Pergunto, então, sobre a importância dos dispositivos em suas vidas; a maioria afirmou que amenizava o tédio. Uma menina comentou, rindo, sobre usar o cartão de crédito da mãe para apostar no ‘Jogo do Tigrinho’. Não posso confirmar a veracidade desse relato, mas o fato de isso se tornar algo passível de riso me faz questionar sobre como as mídias tomam forma dentro de algo inerente a qualquer criança: as brincadeiras.
Pergunto a uma menina que está com o celular conectado à tomada enquanto digita algo freneticamente sobre a importância do dispositivo para ela. A colega ao lado me corta, rindo: “Tio, o celular é a vida dela”, e conclui com tom travesso: “Ela leva pra todo lado”.
Ao serem questionados sobre o debate acerca da proibição dos celulares em sala de aula, uma mão levanta-se rapidamente, como que se finalmente houvesse uma oportunidade de declarar o que vem a seguir: “Acho que a gente ia voltar a ser criança”.
Pergunto à turma se eles concordavam com a posição do colega e, com a ajuda dos professores, consegui minimamente engatar pequenas discussões com eles em sala. As opiniões destoavam: uns diziam que tanto faz, outros nem celular tinham, poucos afirmavam que era ruim, pois não teriam como ficar sabendo caso houvesse alguma emergência, e alguns, como o colega que levantou a mão, diziam que o celular tirava as atenções de outras atividades, como brincar.
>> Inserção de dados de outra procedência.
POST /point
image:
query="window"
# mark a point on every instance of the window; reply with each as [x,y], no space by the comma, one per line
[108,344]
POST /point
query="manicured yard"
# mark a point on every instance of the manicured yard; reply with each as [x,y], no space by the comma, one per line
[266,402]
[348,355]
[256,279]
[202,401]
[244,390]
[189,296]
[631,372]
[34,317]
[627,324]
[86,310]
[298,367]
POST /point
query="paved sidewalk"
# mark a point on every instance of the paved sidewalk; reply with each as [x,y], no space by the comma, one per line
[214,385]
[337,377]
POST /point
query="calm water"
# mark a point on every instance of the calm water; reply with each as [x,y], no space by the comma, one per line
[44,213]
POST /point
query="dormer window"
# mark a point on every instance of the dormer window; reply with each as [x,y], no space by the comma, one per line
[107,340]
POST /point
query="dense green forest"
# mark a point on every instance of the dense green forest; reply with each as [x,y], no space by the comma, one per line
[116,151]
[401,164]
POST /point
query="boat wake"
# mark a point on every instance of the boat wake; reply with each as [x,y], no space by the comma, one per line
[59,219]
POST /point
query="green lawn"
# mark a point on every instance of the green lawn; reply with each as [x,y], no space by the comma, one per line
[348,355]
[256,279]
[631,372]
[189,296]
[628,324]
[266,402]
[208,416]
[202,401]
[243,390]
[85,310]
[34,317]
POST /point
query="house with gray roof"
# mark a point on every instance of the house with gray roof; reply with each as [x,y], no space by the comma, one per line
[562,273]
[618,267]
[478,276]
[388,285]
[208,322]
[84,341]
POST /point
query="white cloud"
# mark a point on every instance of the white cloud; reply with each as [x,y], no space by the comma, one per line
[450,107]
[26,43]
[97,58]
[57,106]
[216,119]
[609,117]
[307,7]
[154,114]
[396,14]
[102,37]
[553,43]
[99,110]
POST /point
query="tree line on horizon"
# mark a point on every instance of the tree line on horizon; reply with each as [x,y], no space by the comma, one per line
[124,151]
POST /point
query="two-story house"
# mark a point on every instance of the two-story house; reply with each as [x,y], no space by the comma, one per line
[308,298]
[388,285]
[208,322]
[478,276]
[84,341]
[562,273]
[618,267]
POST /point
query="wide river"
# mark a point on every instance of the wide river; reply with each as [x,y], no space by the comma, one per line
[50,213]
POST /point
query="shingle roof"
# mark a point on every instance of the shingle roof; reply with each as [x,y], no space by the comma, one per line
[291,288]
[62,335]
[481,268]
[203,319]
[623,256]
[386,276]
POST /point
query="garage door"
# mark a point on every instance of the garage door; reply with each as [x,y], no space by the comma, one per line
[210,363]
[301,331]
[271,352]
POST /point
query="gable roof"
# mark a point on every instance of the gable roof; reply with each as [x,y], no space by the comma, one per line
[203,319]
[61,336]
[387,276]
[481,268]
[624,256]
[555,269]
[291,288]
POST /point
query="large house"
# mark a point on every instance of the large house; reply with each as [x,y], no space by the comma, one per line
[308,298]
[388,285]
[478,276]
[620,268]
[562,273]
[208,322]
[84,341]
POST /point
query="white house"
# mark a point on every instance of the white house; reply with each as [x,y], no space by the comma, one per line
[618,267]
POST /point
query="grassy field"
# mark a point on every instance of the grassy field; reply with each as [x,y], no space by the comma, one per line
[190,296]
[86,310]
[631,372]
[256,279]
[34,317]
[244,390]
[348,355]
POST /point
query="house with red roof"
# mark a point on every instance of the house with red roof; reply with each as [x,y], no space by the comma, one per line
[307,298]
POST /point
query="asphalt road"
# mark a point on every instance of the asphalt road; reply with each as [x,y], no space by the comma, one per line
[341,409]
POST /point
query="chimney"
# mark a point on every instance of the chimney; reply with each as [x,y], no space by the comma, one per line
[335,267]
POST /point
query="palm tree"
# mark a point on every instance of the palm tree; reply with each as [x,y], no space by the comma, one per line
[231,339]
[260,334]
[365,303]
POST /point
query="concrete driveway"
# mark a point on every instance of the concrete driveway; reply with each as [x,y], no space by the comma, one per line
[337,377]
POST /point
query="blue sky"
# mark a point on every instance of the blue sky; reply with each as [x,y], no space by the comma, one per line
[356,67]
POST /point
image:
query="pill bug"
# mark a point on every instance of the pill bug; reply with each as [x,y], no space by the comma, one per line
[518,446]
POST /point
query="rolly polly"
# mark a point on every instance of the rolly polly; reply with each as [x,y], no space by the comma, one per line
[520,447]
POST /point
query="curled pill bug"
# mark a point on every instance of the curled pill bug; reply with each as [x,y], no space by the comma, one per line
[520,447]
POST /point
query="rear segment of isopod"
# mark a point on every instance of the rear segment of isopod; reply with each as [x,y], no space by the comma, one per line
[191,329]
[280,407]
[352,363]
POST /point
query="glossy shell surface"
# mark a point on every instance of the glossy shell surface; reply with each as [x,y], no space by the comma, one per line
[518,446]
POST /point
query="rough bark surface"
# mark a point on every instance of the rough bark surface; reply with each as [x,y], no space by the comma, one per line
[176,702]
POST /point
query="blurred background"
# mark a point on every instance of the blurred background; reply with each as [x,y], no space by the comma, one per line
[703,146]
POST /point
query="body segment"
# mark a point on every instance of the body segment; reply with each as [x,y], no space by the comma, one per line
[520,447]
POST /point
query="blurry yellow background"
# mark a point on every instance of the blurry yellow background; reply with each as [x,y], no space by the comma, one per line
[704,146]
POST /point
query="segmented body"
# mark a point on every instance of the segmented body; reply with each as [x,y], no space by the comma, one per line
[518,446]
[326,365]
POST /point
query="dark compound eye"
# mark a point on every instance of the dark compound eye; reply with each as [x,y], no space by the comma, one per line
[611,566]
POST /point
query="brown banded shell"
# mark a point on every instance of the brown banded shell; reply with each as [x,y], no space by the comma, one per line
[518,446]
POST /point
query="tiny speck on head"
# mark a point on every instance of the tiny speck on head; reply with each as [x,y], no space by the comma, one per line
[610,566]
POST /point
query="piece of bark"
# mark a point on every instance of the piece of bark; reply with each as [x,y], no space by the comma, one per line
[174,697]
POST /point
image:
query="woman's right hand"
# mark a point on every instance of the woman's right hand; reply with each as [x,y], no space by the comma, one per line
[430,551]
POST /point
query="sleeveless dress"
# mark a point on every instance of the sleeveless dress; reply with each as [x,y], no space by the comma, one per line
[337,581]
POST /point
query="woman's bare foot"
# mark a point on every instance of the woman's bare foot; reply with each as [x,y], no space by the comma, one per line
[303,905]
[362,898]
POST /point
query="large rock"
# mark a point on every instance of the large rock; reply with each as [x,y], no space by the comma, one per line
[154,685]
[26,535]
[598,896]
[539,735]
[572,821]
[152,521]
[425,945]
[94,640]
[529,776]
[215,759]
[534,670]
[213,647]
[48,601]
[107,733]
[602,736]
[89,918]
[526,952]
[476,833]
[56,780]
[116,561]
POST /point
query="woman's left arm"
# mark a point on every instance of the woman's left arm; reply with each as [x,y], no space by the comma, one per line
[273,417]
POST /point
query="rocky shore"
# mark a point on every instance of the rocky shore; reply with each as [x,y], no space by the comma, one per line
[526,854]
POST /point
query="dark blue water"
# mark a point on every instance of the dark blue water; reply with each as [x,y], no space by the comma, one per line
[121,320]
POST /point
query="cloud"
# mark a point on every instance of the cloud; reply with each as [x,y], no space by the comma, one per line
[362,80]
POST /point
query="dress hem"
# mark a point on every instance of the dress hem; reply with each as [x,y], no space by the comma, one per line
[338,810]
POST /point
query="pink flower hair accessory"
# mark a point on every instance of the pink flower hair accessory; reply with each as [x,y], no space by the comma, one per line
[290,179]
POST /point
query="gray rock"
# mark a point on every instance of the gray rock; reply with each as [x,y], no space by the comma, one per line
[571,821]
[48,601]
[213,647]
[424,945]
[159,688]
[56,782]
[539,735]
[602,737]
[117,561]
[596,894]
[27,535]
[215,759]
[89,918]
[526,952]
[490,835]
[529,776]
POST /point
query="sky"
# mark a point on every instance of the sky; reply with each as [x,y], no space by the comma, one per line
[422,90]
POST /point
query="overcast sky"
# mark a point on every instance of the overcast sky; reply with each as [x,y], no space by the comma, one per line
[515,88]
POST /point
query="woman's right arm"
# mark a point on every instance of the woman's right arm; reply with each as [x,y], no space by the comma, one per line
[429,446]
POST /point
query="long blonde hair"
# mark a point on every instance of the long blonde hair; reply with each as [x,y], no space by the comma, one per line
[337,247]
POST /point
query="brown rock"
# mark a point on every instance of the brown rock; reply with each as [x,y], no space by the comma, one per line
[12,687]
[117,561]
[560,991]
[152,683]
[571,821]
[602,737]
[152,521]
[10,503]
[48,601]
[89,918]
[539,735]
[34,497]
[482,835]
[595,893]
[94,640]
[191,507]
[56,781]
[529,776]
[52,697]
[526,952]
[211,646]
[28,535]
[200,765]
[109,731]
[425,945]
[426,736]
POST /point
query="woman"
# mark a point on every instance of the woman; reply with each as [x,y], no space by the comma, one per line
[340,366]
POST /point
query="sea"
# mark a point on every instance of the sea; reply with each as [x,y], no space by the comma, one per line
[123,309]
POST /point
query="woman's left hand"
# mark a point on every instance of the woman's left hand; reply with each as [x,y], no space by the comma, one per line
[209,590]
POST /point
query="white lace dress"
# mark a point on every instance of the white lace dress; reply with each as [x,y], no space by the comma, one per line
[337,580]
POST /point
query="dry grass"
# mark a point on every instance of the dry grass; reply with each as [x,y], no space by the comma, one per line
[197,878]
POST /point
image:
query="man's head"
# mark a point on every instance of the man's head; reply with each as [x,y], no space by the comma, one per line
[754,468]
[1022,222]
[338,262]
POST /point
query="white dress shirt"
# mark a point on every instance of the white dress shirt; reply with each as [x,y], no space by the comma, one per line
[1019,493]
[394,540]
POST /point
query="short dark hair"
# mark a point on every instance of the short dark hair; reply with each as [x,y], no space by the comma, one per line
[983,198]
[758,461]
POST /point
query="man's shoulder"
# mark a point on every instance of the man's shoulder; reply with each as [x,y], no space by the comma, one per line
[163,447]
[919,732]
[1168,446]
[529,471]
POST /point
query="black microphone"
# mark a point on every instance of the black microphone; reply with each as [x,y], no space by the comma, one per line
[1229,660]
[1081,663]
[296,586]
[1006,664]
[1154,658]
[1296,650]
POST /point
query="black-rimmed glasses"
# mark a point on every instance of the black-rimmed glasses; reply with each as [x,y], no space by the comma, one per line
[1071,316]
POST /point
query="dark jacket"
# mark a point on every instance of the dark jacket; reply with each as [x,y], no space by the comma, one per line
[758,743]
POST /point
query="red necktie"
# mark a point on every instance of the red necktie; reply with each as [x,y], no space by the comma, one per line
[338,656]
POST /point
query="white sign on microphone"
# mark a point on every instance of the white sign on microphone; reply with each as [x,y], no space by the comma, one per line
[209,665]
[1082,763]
Um dos alunos se empolga com o debate sobre banimento e vai longe: “Então tem que banir a internet, o Chromebook, o projetor, a eletricidade”.
Me pergunto o quanto disso varia de série para série e, ainda, o que pode ser feito para diminuir o impacto das tecnologias no desenvolvimento dessas crianças.
A própria escola Wenceslau Fontoura entende a necessidade de desconexão, ainda que as telas possam ser aliadas no uso pedagógico – um exemplo é o uso dos Chromebooks, um tipo pequeno de laptop que possibilita pesquisas rápidas sobre os assuntos tratados em aula.
O problema tem sido o uso fora dessa finalidade. Em uma reunião sobre banir ou não os celulares em sala, ficou claro que os dispositivos não eram prejudiciais, mas, sim, a distração que os aplicativos de rede social e jogos causavam, e como os próprios alunos não percebiam que estavam viciados.
Foi pensando nisso que uma professora da escola propôs conscientizar os alunos sobre a importância de desconexão, muito mais do que simplesmente banir. Assim, cartazes espalhados pela instituição orientam sobre quando usar o celular na escola e dão dicas para facilitar a desconexão.
Pequenas iniciativas como essa, assim como a elaboração do Guia do Uso de Telas, mostram que, aos poucos, governo e sociedade estão percebendo a necessidade de discutir e repensar o uso de telas na infância. É necessário, porém, colocar o tema em um espectro muito maior do que simplesmente individualizar a responsabilidade, envolvendo educadores, pais, pesquisadores, profissionais de saúde e toda a sociedade.